Britain was forced to ground all 16 of its new F-35 fighter jets after the United States government discovered that a faulty fuel tube was behind a crash last month.
"The aircraft mishap board is continuing its work and the US Marine Corps will provide additional information when it becomes available".
Inspections are expected to last a day or two, the department said.
Lockheed is slated to deliver 91 jets this year.
The inspections should be complete within 24 to 48 hours, Task & Purpose reported, citing a Pentagon official. If the aircraft has good fuel tubes, it will be allowed to begin flying again. During the subsequent investigation, certain fuel tubes were identified as a potential problem, largely involving aircraft built before 2015.
The announcement of the grounding comes after a United States Marine Corps F-35B from the 2nd Marine Aircraft Wing, Marine Fighter Attack Training Squadron 501, known as the "Warlords", crashed in SC near Marine Corps Air Station Beaufort on September 28.
"At this time, the cause of the mishap has not yet been determined", said Capt. Christopher Harrison, a U.S. Marine Corps spokesman.
Even before the F-35 grounding, experts speculated that Mattis's goal of reaching 80 percent readiness for these aircraft-the F-35, F-22, F-16, and F/A-18-was a pipe dream.
While the F-35's U.S-based Joint Program Office had indicated that the grounding included aircraft purchased by foreign militaries, the British military signaled Monday that its entire fleet is not grounded. "We will take every measure to ensure safe operations while we deliver, sustain and modernize the F-35 for the warfighter and our defense partners".

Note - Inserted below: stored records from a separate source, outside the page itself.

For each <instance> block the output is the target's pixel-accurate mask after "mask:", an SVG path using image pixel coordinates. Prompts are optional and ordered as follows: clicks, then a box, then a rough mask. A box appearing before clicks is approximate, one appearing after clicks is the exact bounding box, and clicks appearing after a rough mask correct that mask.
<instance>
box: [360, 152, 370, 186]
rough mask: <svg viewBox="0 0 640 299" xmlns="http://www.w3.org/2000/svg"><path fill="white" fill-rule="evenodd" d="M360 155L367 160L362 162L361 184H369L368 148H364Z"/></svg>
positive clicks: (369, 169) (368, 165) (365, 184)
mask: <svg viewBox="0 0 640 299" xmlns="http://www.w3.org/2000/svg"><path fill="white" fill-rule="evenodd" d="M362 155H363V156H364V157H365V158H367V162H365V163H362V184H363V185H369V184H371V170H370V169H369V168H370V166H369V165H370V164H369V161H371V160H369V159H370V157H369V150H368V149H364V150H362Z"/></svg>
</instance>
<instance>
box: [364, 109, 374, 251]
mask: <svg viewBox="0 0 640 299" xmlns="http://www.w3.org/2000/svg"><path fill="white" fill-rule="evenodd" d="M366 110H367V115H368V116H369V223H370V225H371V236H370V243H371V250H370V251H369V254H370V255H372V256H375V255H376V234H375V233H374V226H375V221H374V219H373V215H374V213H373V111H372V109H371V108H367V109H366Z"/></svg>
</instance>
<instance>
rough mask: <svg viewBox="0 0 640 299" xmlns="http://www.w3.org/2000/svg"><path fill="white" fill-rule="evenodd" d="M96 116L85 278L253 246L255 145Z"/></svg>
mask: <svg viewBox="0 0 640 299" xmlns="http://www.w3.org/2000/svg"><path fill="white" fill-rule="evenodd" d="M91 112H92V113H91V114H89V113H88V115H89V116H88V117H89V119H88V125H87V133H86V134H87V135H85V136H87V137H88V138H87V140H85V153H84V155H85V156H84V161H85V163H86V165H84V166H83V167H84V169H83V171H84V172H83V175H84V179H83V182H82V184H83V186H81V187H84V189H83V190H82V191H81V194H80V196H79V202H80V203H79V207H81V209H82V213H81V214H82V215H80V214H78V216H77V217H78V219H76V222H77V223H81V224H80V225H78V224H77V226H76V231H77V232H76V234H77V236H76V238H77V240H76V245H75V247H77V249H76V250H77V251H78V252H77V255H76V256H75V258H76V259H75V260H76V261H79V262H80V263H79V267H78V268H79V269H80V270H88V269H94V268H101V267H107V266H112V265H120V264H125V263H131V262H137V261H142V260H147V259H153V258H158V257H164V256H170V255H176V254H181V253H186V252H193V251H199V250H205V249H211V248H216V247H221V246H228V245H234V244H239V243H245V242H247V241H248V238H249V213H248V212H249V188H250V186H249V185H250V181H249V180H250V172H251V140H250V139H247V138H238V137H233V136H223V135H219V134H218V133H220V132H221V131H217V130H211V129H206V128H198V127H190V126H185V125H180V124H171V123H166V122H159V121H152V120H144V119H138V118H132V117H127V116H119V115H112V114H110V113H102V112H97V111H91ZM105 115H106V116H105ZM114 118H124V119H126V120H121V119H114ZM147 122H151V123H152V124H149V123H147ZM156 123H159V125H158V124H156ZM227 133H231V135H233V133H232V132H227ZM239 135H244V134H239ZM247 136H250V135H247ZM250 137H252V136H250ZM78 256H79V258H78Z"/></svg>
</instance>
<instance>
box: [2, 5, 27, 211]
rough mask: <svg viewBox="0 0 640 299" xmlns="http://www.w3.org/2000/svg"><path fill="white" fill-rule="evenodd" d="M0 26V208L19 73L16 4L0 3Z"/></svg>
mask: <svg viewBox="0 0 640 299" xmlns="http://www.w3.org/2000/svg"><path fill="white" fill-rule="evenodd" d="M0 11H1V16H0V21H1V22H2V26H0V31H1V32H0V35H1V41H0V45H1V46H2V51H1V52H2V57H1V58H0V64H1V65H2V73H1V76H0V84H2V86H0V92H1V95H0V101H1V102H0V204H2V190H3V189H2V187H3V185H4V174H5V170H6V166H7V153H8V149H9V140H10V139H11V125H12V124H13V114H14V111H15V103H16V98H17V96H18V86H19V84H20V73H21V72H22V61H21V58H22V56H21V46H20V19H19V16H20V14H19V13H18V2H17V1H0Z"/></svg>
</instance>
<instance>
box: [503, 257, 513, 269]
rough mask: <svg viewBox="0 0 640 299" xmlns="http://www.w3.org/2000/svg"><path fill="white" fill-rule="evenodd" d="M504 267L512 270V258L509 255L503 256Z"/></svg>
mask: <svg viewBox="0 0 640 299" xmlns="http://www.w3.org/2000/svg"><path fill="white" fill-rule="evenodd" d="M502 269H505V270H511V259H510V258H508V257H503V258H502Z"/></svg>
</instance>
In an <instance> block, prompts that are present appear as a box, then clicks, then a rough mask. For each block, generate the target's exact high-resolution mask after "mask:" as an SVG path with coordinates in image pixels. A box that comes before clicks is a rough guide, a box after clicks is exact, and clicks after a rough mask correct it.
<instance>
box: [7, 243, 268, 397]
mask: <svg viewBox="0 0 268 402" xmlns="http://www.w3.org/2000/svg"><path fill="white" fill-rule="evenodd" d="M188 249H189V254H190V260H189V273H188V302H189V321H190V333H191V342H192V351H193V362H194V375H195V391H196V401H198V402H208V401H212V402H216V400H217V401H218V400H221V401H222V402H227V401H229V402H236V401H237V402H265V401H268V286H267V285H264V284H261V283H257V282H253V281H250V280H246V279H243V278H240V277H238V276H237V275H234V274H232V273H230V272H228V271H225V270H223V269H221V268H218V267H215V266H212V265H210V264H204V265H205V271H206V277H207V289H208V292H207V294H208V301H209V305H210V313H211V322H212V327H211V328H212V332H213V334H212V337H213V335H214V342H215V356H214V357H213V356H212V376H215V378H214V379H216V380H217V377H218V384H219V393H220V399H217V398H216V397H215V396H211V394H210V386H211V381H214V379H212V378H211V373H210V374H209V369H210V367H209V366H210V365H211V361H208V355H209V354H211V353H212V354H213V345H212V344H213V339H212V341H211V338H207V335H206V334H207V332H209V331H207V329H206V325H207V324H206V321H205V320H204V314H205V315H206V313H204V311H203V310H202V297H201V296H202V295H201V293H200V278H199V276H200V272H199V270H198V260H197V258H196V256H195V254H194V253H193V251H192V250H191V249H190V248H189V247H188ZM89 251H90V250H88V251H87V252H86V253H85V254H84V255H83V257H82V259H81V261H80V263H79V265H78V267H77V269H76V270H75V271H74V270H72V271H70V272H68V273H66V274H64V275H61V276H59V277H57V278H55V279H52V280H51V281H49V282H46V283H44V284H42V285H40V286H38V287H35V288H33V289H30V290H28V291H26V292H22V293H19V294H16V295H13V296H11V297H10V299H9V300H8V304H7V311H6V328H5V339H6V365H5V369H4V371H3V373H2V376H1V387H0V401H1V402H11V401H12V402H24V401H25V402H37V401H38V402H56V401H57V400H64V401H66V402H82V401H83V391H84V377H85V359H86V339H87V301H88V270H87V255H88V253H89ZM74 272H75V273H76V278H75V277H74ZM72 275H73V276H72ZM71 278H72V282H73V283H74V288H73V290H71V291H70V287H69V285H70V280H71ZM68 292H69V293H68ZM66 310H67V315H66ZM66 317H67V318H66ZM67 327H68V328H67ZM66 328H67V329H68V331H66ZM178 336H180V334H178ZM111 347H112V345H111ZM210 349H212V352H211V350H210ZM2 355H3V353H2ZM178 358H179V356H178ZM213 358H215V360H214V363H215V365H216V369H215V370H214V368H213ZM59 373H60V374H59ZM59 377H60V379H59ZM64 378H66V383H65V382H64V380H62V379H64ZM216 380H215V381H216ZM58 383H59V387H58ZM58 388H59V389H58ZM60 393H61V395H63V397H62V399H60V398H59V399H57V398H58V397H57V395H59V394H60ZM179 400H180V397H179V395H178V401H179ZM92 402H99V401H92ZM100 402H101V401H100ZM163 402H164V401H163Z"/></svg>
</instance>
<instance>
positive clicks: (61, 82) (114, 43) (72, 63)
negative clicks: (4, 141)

So far, the U.S. military has taken delivery of 245 F-35s, a lot of them to the Air Force. In May, Israel announced it had conducted the first combat missions ever using the F-35 but offered few details.
More than 320 F-35s around the world must now undergo the inspections, according to a source familiar with the program. The Israeli warplanes, purchased from the USA, are a different model than the American one that crashed.
For the U.S. Defense Department, the timing could not be worse.
It cost an estimated $400bn and had a goal to produce 2,500 aircraft in the coming years.
In a statement, the F-35 Joint Program Office said the U.S. and its global partners had suspended flight operations while a fleet-wide inspection of fuel tubes was conducted.
Because the problem is related to a fleetwide engine issue, rather than just in the F-35B models, it appears unlikely that the problem is unrelated to the short-takeoff and vertical-landing capabilities of the Marine's design.